The Member States (MS) were supposed to transpose the Directive by September 2007, but could postpone its application to the retention of data relating to internet access, e-mail and telephony until March 2009. The implementing laws differ considerably across the EU (e.g. as regards the seriousness of crime that can trigger a data request), as does the extent to which retained data are requested by competent authorities. The Constitutional Courts of Romania, Germany and the Czech Republic annulled the relevant national legislation (respectively in 2009, 2010 and 2011) on various grounds related mainly to privacy and the protection of personal data concerns. New transposition measures have yet to be adopted by the three MS. In 2012, the Commission referredGermany to the CJEU for failure to transpose the Directive.
Points of contention
The Directive sparked a heated debate, as illustrated by a 2010 joint letter sent by 106 civil society and professional organisations to the three European Commissioners in charge of digital-rights-related portfolios. The recent CPDP2014 conference in Brussels, showed that the very idea of blanket data retention still has strong opposition among civil society groups and academics. The instrument is widely seen as disproportionate, unnecessary and unbalanced, given the extent to which it impedes on fundamental rights, while arguably of limited use for law enforcement (e.g. due to criminals easily circumventing its provisions, using anonymous SIM cards). Many commentators favour so-called data preservation (‘quick freeze’) provided for by the Council of Europe Convention on Cybercrime. This more limited investigative tool requires data concerning specific criminal suspects to be retained only from the date of the court order.

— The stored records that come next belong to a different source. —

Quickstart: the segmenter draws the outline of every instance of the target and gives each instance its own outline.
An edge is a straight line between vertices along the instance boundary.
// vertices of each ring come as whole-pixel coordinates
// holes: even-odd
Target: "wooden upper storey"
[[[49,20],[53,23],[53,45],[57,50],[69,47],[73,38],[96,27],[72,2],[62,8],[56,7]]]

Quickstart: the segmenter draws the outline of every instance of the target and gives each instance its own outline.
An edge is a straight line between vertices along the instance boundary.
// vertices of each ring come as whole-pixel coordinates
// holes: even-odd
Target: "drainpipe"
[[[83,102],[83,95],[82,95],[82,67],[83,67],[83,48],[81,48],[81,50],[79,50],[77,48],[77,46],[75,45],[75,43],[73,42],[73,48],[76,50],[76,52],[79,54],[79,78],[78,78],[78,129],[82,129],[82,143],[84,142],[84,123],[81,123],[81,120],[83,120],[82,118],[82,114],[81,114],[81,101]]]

However, the Commission which evaluated the Directive in 2011 concluded that data retention should continue, though within a revised EU framework. It pointed to evidence presented by some MS supporting the claim that the tool is valuable, if not indispensable, for preventing and combating crime.

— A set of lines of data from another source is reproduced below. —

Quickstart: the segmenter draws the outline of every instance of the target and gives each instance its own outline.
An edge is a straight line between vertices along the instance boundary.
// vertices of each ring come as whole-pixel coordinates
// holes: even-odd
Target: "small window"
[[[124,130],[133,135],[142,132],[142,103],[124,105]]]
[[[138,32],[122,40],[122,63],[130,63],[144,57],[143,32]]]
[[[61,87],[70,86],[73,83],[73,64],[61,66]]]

In joint cases C-293/12 and C-594/12 the CJEU is considering references for preliminary rulings from Irish and Austrian courts concerning the Directive’s validity. In his recent opinion, Cruz Villalón took the view that the Directive is incompatible with Articles 52(1) and 7 of the EU Charter of Fundamental Rights. This is because it interferes seriously with the right to privacy, without offering appropriate guarantees on the regulation of access to retained data and its use. Moreover, he found that setting the upper limit of data retention at two years (which in his view should be less than one year) is excessive. Nonetheless, he proposes the Court should allow data retention to continue until new EU instruments can be adopted. His opinion is not binding on the CJEU whose judgment is awaited.